United States v. Ospina
This text of 317 F. App'x 684 (United States v. Ospina) is published on Counsel Stack Legal Research, covering Court of Appeals for the Ninth Circuit primary law. Counsel Stack provides free access to over 12 million legal documents including statutes, case law, regulations, and constitutions.
Opinion
MEMORANDUM
The government appeals the district court’s dismissal on speedy trial grounds of its indictment against Hernán Ospina for money laundering of drug trafficking proceeds and conspiracy to launder drug trafficking proceeds under 18 U.S.C. § 1956. We affirm.
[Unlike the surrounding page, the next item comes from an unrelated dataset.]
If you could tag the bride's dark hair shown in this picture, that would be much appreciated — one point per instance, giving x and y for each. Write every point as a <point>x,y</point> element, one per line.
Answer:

The outcome here is controlled by United States v. Mendoza, 530 F.3d 758 (9th Cir.2008) (applying the factors set out in Barker v. Wingo, 407 U.S. 514, 530-33, 92 S.Ct. 2182, 33 L.Ed.2d 101 (1972), to uphold dismissal when the government’s only attempt to apprehend the defendant was to post a warrant on a law enforcement database). Over twelve years passed between the return of the indictment against Ospina and Ospina’s appearance for trial; delay of this order of magnitude is presumptively prejudicial. Mendoza, 530 F.3d at 762. During that time, the government entered Ospina’s information into a domestic law enforcement database but did nothing more. Cf. United States v. Corona-Verbera, 509 F.3d 1105, 1115 (9th Cir.2007) (finding no Sixth Amendment violation where the government entered defendant’s name in the National Crime Information Center database and the border computer system, and arranged for Unsolved Mysteries and America’s Most Wanted to air a segment identifying defendant with a mug shot twenty times in the U.S. and Mexico). Ospina was living openly in Colombia near a U.S. government informant and was unaware of the indictment. See Mendoza, 530 F.3d at 763. The government made no attempt to find him or advise him of the indictment, and the district court found that it was not reasonably diligent. See id.; Doggett v. United States, 505 U.S. 647, 652, 112 S.Ct. 2686, 120 L.Ed.2d 520 (1992) (noting that trial court determinations of negligence are reviewed with “considerable deference”). Once arrested, Ospina immediately asserted his speedy trial rights. See Doggett, 505 U.S. at 653-54; 112 S.Ct. 2686 (stating that a defendant unaware he has been indicted “is not to be taxed for invoking his speedy trial right only after his arrest”). Finally, prejudice is presumed because the government was negligent in pursuing Ospina. See id. at 658, 112 S.Ct. 2686; Mendoza, 530 F.3d at 764-65; id. at 767-68 (Bybee, J., concurring); United States v. Shell, 974 F.2d 1035, 1036 (9th Cir.1992) (“[N]o showing of prejudice is required when the delay is great and attributable to the government.”).
AFFIRMED.
This disposition is not appropriate for publication and is not precedent except as provided by 9th Cir. R. 36-3.